4 Récémment un article de amnesty international est revenu sur les violences physique et psychologique qu’on pu subir les personnes intersexe dans l’enfance, on pourrait faire le même lien avec le vécus trés compliqué des personne trans qu’elles soient intersexe ou non même aujourd’hui en 2025. L’assignation à un genre n’étant quelque part qu’un flic parmi d’autres.
5 Il existe un dossier assez complet de l’irdes sur les traumatismes lié aux parcours de migration.
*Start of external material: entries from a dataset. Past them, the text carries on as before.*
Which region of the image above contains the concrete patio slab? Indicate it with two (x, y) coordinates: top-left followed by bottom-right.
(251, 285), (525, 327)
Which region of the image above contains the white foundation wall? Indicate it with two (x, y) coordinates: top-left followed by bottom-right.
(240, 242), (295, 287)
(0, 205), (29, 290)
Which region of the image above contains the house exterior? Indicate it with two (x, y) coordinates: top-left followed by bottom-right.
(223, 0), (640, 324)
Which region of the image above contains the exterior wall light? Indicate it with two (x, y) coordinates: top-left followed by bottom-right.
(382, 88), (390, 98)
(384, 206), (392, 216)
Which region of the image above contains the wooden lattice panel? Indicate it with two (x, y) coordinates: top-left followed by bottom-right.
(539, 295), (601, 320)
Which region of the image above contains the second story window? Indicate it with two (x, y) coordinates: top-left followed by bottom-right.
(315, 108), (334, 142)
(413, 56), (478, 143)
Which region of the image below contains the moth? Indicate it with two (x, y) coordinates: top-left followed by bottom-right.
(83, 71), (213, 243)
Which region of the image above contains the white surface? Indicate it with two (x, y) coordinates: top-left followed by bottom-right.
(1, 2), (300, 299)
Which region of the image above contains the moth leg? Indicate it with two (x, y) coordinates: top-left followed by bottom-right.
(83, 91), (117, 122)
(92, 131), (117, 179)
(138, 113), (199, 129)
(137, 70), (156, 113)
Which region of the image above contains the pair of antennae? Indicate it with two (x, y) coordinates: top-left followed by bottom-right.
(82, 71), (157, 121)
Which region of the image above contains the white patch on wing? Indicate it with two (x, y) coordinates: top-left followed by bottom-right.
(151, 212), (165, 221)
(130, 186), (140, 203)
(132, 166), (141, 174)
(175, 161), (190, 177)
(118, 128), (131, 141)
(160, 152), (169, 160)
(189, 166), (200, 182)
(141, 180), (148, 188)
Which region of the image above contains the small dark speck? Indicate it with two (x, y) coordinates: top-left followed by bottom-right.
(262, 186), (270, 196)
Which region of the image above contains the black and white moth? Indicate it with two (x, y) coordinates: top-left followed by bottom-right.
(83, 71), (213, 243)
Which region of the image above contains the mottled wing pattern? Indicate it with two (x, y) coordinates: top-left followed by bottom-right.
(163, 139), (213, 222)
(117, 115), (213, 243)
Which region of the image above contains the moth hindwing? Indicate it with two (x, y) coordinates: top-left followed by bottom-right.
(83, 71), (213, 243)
Les personnes développant des troubles psy souvent assez importants.
6 Dans plusieurs de ses lives, la streameuse ultia parle de comment dans le milieu du streaming par exemple les groupes se construisent toujours comme des salles de classe ou des personnes sont humilié par le groupe afin de se renforcer.
7 Ici bien sur mon idée va bien au delà de la posture de pénétrant.e ou de pénétré.e, j’utilise plutôt une métaphore pour parler de gens qui sont utilisés voir vu comme utilisable dans les relations intimes.